En aquel tiempo, la sal tenía una gran importancia, mucho mayor quizás que la actual. Porque no siempre habían salinas de donde extraer los bloques para obtener el condimento de las mesas judías, y porque -precisamente- tenía otro uso tanto o más importante que la sazón de los alimentos. Era tan importante que en ocasiones se utilizaba como moneda de intercambio para pagar el jornal de los campesinos...y de allí que al pago del trabajo lo llamemos salario. Por otra parte, el sentido común nos indica su importancia al sazonar las comidas: sin la presencia de la sal, los alimentos se vuelven insípidos, y por ello difíciles de saborear y de distinguir y disfrutar sus cualidades.
Pero también cumplía un rol clave: estamos en el siglo I, en Medio Oriente, tierra de altas temperaturas durante gran parte del año y, con ello, la gran dificultad para conservar los alimentos frescos sin que se pudran, se echen a perder y se vuelvan incomibles y malsanos, y allí terciaba la sal. Las carnes se deshidrataban y curaban al sol y con sal, lo que prolongaba su integridad y utilidad durante meses; en varias regiones de Latinoamérica lo hemos realizado durante siglos, llamándole con la voz quechua charqui -conocida éste habitualmente como cecina-.
Si la sal faltaba o se degradaba comenzaban los problemas, en parte serios por la carne que se pudría, y en parte porque comer se vuelve algo desagradable, rutinario y carente de sentido, inclusive provocando algunos problemas de salud. Y la sal que se degradaba se utilizaba junto a otros residuos para tapar los baches en los caminos, pequeños montículos que se iban aplanando con las pisadas de los caminantes.
Curiosamente, la acción de la sal es bien modesta, a diferencia de otras especias y condimentos -a los que los pobres rara vez accedían-. Por ello mismo se nota tanto su importancia cuando está ausente.
Así también, en aquella época, sucedía con la luz. El aceite de las lámparas era muy caro, tanto que las familias solían tener una sola lámpara que utilizaban durante la noche para desplazar la oscuridad cerrada; los hogares familiares solían estar compuestos de una sola habitación grande que hacía las veces de comedor y de dormitorio común. Por ello la única lámpara -insistamos en lo costoso del combustible- se colocaba en el lugar más alto posible para que toda la familia se beneficiara con algunas horas de luz, prolongando el día y acortando la noche.
Aquí su ausencia implica, lisa y llanamente, que si no hay luz al atardecer la vida se apaga hasta el otro día, la vida se adormece obligada, se paraliza, no hay posibilidad de hacer más nada ni de compartir lo vivido durante el trajinar diario.

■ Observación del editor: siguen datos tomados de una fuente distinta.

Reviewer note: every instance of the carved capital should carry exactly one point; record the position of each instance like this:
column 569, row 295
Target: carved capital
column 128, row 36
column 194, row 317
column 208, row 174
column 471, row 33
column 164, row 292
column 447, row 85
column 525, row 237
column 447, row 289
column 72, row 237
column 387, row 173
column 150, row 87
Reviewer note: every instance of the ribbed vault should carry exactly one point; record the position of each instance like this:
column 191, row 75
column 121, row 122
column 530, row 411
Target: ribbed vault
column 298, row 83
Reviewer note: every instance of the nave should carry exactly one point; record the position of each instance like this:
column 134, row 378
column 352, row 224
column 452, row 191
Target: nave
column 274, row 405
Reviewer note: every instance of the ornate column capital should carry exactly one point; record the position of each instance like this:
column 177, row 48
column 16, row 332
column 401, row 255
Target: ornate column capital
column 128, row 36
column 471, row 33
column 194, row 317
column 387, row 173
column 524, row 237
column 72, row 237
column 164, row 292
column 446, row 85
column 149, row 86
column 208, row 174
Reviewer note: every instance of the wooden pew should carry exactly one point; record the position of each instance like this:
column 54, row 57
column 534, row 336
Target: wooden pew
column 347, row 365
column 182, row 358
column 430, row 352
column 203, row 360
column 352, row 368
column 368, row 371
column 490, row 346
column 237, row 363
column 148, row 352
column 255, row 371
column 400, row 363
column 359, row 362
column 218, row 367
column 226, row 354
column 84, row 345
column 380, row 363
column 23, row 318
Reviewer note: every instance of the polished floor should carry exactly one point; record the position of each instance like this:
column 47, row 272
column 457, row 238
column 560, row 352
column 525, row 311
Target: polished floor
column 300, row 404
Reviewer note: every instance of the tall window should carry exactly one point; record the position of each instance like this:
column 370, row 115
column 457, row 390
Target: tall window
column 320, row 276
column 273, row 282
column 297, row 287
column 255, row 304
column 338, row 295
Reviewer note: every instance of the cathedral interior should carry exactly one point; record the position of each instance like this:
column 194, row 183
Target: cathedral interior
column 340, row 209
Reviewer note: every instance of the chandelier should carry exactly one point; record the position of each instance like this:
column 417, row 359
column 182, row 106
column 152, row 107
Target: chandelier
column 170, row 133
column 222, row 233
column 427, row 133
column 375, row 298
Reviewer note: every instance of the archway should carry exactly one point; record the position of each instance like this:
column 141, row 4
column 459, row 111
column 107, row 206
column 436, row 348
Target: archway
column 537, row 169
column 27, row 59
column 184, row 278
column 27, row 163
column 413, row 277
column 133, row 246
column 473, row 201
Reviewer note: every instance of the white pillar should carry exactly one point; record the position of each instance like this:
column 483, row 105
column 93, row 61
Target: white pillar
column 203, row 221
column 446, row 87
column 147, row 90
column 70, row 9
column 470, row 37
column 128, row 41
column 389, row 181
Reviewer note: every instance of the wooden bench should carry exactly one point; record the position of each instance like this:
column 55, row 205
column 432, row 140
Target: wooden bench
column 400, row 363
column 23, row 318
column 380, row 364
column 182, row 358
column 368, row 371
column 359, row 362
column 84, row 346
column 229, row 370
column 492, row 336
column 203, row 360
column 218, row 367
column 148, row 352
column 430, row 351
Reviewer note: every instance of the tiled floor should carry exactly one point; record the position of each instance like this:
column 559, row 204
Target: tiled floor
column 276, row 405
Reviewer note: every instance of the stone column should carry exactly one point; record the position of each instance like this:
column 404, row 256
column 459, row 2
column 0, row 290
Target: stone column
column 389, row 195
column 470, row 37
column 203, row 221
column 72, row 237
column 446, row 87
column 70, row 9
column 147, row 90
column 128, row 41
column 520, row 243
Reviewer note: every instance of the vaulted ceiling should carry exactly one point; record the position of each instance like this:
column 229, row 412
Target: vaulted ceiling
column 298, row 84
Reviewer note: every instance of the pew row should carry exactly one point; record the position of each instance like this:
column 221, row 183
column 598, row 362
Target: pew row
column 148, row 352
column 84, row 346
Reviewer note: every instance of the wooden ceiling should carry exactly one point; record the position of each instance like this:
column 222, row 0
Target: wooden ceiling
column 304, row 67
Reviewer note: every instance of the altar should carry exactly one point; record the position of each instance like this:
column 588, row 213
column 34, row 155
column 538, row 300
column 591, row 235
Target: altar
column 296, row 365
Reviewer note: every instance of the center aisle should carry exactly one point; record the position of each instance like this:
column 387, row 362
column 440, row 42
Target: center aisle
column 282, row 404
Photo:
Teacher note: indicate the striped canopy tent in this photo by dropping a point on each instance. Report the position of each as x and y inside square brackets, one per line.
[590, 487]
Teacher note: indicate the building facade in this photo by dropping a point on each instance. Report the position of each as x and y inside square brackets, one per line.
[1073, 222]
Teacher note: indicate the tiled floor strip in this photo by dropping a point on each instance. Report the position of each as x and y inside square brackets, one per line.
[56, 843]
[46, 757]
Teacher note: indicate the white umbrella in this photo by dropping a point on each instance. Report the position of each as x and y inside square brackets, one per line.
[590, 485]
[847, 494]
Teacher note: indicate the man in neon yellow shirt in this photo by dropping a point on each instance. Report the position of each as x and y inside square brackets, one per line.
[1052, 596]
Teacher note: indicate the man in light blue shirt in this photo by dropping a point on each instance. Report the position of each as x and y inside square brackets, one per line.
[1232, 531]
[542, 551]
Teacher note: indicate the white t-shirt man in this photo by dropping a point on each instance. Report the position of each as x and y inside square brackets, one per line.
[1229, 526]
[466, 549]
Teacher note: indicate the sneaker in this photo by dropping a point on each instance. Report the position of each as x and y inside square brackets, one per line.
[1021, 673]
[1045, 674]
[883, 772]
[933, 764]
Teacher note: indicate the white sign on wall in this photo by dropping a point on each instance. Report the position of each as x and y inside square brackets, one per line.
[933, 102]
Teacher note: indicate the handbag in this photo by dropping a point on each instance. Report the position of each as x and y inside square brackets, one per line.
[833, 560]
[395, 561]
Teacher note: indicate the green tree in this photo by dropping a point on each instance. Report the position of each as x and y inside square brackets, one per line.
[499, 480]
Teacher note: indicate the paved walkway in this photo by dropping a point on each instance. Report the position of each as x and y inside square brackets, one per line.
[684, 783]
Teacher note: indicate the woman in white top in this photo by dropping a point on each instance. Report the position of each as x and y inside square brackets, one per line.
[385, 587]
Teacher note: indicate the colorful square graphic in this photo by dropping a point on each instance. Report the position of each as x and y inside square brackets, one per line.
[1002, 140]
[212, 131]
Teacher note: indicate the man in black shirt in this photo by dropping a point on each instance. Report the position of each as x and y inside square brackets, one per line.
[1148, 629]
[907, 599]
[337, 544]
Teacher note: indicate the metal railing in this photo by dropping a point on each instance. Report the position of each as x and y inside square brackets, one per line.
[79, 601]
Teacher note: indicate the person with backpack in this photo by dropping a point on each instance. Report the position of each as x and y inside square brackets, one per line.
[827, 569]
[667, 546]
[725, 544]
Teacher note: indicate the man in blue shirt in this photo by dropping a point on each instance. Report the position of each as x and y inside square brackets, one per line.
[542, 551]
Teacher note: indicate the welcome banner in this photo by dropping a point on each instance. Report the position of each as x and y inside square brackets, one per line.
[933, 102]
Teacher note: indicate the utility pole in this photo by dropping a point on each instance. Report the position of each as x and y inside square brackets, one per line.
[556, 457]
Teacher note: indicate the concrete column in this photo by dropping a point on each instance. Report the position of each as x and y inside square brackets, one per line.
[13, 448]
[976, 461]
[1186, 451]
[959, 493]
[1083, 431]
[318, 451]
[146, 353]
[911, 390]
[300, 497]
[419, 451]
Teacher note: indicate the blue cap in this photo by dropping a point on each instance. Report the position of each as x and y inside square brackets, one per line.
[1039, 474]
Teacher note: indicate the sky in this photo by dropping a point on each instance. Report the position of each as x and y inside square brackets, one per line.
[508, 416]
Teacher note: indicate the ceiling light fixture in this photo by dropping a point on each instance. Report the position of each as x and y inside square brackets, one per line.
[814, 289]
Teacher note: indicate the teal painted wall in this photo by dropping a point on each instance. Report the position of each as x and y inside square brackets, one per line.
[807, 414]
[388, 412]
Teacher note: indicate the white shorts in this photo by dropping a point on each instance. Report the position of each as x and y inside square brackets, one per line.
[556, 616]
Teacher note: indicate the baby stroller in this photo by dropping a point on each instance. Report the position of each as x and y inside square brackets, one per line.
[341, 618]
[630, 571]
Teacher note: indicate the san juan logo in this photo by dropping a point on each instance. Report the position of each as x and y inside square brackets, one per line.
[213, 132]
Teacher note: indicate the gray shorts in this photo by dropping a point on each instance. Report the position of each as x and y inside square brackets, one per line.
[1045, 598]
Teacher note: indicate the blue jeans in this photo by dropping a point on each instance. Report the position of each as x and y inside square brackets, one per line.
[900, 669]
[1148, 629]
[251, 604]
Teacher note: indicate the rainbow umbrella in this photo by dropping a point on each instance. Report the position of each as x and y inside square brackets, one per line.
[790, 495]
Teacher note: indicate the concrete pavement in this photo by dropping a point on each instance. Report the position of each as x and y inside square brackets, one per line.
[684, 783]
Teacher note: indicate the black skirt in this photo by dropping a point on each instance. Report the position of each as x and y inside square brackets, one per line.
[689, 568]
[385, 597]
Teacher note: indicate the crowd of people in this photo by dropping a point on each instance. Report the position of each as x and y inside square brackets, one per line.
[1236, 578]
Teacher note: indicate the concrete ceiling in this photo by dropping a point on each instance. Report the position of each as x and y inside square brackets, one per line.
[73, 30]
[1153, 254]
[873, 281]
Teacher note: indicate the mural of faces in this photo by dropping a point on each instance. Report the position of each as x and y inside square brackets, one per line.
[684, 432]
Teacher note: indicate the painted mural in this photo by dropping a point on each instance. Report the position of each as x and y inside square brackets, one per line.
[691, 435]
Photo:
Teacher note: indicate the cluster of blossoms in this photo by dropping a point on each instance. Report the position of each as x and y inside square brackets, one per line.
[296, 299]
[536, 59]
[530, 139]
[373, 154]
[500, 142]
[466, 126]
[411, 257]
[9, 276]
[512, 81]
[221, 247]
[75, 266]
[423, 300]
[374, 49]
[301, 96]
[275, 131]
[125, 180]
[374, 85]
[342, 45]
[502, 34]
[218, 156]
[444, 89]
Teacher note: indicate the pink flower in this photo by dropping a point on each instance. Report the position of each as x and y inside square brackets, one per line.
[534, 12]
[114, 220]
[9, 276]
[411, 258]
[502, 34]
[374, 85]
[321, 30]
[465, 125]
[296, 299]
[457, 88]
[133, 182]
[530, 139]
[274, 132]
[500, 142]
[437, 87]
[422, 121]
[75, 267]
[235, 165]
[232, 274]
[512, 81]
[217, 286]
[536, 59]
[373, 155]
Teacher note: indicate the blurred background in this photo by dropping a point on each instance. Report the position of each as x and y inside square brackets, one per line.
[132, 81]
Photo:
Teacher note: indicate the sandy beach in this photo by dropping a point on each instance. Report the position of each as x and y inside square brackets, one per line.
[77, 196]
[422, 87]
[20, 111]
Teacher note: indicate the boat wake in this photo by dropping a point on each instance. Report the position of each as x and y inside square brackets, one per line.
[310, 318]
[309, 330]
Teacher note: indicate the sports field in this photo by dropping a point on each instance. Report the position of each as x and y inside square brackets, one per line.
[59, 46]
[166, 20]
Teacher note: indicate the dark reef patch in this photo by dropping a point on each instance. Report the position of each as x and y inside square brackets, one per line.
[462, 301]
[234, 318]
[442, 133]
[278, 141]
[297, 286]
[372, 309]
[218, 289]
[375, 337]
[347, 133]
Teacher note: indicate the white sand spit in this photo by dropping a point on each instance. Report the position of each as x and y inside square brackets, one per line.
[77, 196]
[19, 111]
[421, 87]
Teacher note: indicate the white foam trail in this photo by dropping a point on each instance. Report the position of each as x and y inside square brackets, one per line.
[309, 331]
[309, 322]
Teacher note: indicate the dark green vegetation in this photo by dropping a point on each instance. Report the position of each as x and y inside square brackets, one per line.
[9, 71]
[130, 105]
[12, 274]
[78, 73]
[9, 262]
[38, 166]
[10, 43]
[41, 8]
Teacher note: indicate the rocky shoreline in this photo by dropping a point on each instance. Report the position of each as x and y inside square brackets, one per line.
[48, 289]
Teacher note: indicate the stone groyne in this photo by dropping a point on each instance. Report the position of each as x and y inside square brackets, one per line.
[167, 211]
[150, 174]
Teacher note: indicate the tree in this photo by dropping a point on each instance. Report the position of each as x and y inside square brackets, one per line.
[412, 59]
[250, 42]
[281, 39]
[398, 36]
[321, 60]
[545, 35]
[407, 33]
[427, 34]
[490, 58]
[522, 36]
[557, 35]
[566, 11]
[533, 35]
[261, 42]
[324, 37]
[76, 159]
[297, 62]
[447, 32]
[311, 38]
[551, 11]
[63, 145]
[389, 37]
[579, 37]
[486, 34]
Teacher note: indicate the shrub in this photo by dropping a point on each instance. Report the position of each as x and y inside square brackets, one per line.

El Maestro se dirige con mandato de ser sal de la tierra y luz del mundo a sus discípulos, y entre ellos estamos todos y cada uno de nosotros hoy, ahora mismo-
Cuando está presente la sal del Reino -de la alegría, de la justicia, de una vida cada vez más plena, más humana, más feliz- uno se enamora de la existencia. Dá gusto saborearla, dá gusto vivir. Y hay otra cuestión que no es menor: cuando esta sal comienza a latir en los corazones, los mortales embates de la corrupción retroceden. Porque la sal preserva y protege la vida.
Y cuando no somos capaces de encendernos, en esos fuegos de bondad que provienen del Espíritu que sopla en todas partes, la noche y las oscuridad devienen interminables, un alud ineludible que parece haberse tragado al día.
Esta misión y este mandato son también modestos. El exceso de sal hace daño a la salud, el exceso de luz encandila y es peor que la oscuridad. Y no hay espacio para abstracciones ni cómodas teorizaciones: se trata de hechos y gestos concretos, la mayoría de las veces silenciosos y humildes, pero a la vez imprescindibles. Y cuando están ausentes, se nota y mucho -claro que sí-, y la vida viene con un signo menos.
Quizás -sólo quizás- si abrimos el corazón como el Maestro lo hacía, encontraremos en muchos sitios impensados a muchas mujeres y hombres de sal y de luz, mujeres y hombres que nada quieren saber de cuestiones religiosas, pero que hacen que esta vida sea digna de ser vivida. Gente imprescindible, asombrosos y magníficos hermanos nuestros y de Jesús. Porque la familia es mucho más grande de lo que nuestras acotadas razones suelen calcular.